Despite several assurances from the Indian mainland in view of the recent exodus of northeast people from Indian cities, so far there has been no talk of compensation. Manipur has been deputing top ranking officials in Pune and Bangalore to liaise with their counterparts there on the safety measures, which was followed by a visit of the state Works Minister Dr Khumujam Ratankumar Singh on a SOS mission to Bangalore. On his invitation, the Deputy Chief Minister of Karnataka R Ashoka had visited the Northeast states including Manipur to instil a sense of security among the Northeast students and the professionals from the region. The Centre was also quick on taking the initiative to restore confidence among the people of northeast. They talk as if sixty years of racial discrimination could be brushed off with state assurances of security for the northeast people studying and working in various cities of India. The Union government had even stretched their imagination to a hidden hand of the Pakistanis in the recent incidents of threats and intimidation. Many in the Indian mainland had chosen to interpret it as clashes between the Assamese Bodos and the Muslims rather than between the Bodos and the migrants. For the Bodos, it is about right to life and survival in their own land which had been threatened by the entry of migrants. Their land has been taken away and their employment has been robbed by migrants, which naturally becomes an issue with the indigenous Bodos. It does not matter to them whether the migrants are Muslims or Hindus. What matters most is that they have been robbed of their land and employment by migrants.

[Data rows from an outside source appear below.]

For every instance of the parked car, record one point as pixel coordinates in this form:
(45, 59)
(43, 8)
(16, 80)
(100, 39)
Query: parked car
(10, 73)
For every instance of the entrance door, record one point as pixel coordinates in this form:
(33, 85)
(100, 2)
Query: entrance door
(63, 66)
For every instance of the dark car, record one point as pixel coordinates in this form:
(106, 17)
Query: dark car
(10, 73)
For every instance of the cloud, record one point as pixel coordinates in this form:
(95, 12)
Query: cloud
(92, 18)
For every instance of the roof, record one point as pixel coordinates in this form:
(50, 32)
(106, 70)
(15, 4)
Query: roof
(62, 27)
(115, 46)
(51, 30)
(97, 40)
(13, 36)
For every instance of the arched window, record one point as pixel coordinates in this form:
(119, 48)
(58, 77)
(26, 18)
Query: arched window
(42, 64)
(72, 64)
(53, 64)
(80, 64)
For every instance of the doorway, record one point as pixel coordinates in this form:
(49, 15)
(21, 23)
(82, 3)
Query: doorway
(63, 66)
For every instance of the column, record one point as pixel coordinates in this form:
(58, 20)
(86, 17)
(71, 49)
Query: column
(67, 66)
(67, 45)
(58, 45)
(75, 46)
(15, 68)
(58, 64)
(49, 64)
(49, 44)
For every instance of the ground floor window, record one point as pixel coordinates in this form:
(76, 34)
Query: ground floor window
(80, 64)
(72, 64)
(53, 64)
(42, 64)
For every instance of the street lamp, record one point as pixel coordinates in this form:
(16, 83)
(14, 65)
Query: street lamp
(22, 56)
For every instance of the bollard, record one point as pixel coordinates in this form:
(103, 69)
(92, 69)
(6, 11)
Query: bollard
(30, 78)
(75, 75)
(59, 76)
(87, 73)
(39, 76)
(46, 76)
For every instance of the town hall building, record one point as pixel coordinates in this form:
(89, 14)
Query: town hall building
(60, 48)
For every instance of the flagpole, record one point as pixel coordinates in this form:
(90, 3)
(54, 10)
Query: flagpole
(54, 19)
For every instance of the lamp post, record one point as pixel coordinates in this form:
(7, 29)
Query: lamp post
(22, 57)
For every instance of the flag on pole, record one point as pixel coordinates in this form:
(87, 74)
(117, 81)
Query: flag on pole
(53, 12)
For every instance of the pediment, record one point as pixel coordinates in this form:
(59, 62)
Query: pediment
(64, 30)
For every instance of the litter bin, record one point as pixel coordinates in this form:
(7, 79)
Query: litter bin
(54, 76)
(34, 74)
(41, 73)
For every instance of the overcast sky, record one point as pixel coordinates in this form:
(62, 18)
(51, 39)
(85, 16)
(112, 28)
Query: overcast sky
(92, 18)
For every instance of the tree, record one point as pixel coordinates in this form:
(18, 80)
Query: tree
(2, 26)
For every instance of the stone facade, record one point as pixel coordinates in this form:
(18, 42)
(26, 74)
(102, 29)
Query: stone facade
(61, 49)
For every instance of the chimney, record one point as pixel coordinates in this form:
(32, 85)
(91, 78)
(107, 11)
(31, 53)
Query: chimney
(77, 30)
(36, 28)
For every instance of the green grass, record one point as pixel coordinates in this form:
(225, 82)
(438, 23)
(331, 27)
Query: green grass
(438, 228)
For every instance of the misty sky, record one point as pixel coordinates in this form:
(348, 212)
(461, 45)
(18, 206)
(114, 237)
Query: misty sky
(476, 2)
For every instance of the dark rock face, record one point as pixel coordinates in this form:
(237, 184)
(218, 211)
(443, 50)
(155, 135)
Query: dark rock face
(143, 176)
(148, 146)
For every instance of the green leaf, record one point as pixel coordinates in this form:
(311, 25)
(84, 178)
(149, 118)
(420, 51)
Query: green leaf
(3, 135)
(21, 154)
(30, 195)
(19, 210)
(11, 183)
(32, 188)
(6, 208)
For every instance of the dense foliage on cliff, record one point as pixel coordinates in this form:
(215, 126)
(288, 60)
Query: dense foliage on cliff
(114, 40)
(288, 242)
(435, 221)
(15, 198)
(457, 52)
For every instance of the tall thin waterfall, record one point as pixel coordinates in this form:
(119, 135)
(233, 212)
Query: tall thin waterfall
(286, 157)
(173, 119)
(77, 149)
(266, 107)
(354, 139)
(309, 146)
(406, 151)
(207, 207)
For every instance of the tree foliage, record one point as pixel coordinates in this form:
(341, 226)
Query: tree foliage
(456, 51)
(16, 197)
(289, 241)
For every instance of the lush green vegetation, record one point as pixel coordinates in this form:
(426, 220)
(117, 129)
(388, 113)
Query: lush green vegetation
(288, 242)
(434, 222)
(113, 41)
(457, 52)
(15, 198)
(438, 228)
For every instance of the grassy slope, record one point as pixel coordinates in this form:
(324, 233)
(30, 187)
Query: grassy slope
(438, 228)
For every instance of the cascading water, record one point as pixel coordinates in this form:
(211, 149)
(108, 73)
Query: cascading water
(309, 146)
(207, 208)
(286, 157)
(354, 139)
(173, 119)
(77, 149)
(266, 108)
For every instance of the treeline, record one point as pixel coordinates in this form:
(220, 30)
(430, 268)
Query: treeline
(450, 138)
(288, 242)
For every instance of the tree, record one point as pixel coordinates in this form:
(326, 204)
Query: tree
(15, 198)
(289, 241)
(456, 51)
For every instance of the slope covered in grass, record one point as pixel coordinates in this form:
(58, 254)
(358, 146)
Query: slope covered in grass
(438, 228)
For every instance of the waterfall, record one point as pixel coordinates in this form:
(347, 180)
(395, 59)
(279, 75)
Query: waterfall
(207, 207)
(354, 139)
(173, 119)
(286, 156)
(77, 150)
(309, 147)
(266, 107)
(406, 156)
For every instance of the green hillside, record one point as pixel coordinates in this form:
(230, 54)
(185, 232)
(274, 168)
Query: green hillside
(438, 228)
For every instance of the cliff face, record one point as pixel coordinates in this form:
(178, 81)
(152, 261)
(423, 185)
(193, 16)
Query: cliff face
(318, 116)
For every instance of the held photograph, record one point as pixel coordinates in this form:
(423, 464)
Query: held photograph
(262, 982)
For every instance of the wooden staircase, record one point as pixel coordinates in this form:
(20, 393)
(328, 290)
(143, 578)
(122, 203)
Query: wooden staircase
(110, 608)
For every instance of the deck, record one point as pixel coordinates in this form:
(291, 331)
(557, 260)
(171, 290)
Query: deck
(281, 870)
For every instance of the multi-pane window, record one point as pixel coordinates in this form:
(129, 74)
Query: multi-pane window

But the religious slant in interpreting the recent riots has complicated the issue and it is encouraging anti-northeast sentiment in the Indian mainland in the metropolitan cities of India, mainly among the Indian Muslims. However, following the assurances from the Centre and other states, students and professionals who had fled the Indian cities are slowing returning to the said cities, many through the special trains organised by the Karnataka government. Yet we must remember that the students and professionals had fled the insecure cities with money in whatever available transport from their own pocket or through money transfers from their parents. And the flight tickets were awfully high then. Will somebody take care of this bill?
We had earlier questioned the panic and resultant exodus specially of the Manipur students and professionals, in the backdrop of a few threats and intimidation. We have to examine our own position in the various Indian cities. Bangalore, Delhi, Mumbai and Chandigarh are among the Indian cities thickly populated by Manipuri students and professionals. We look different and we are grabbing employment opportunities from the locals. As we resent outsiders grabbing jobs here in the state, there would certainly be resentment from the locals there. We agree that in a charged atmosphere such as the recent one triggered by prejudiced SMSs and MMSs coupled with the cases of discrimination and harassment a panic situation is bound to develop. But the recent exodus has also exposed our lack of resilience. Well, this is our viewpoint. What matters now is the Northeast students and professionals are returning to the cities where they study or work, in view of the assurances. So, we sincerely feel that these students and professionals should be adequately compensated, as the panic situation and the exodus was beyond their control. On the other hand, safety mechanisms should be put in places where large numbers of NE youths study or work, so as to prevent recurrence of the recent exodus.